Üppige Blütenflor, Säen und Pflanzen im kalten Frühjahr und ein Ausflugstipp

Tulpen aus den fernen Steppen und Bergregionen Mittelasiens zieren im Mai unsere Gärten. Für üppigen Blütenflor im Sommer stehen Zwiebeln, Rhizome und Knollen von Pflanzen, die eines gemeinsam haben, sie kommen aus tropischen und subtropischen Regionen der Welt. Dazu gehören Dahlien, Canna (Indisches Blumenrohr) und Knollenbegonien. Die Welt zu Gast in unserem Garten. Fachberaterin Claudia Heger vom Landesverband der Gartenfreunde in Braunschweig gibt Tipps zur Kultivierung der wärmeliebenden Pflanzen.
Burkhard Bohne stellt fest, es war bisher ein kaltes kaltes Frühjahr. Er rät mit dem Säen und Pflanzen erst langsam zu starten, vorgezogene Kulturen vorsichtig abhärten. Besser warten bis sich der Boden erwärmt hat, dann entwickeln sich sich die Saat gut und holt in der Regel den vermeintlich späten Start rasch auf. Empfindliche Gemüsepflanzen, wie Tomaten und Gurken erst nach den Eisheiligen ins Beet pflanzen.

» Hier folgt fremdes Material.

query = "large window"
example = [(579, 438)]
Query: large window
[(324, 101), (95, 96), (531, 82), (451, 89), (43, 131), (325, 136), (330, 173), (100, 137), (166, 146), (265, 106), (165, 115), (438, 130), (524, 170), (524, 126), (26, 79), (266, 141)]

Eine weiterer Beitrag vom Gärtnermeister des Arzneipflanzengartens der TU Braunschweig ist das Gießen. Auch wenn wir nach Sonne dürsten, unsere Natur braucht Regen. Überall und natürlich auch in unseren Gärten. Besonders die Obstbäume, allen voran der Apfelbaum, sollte regelmäßig gewässert werden, damit er vital wächst, Schädlingen besser widersteht und guten Fruchtansatz bilden kann.
Karl-Friedrich Weber vom Freilicht- und Erlebnis Museum Ostfalen e.V. kurz FEMO, lädt zur Erkundung des Erholungsraums Wohld zwischen Braunschweig, Wolfsburg und Königslutter ein. Drei Zielpunkte hebt er heraus, den kleinen Tierpark in Essehof, den Geopunkt Schandelah Jurameer und den Gedenkstein der ehemaligen Außenstelle des Konzentrationslagers Schandelah/Wohld.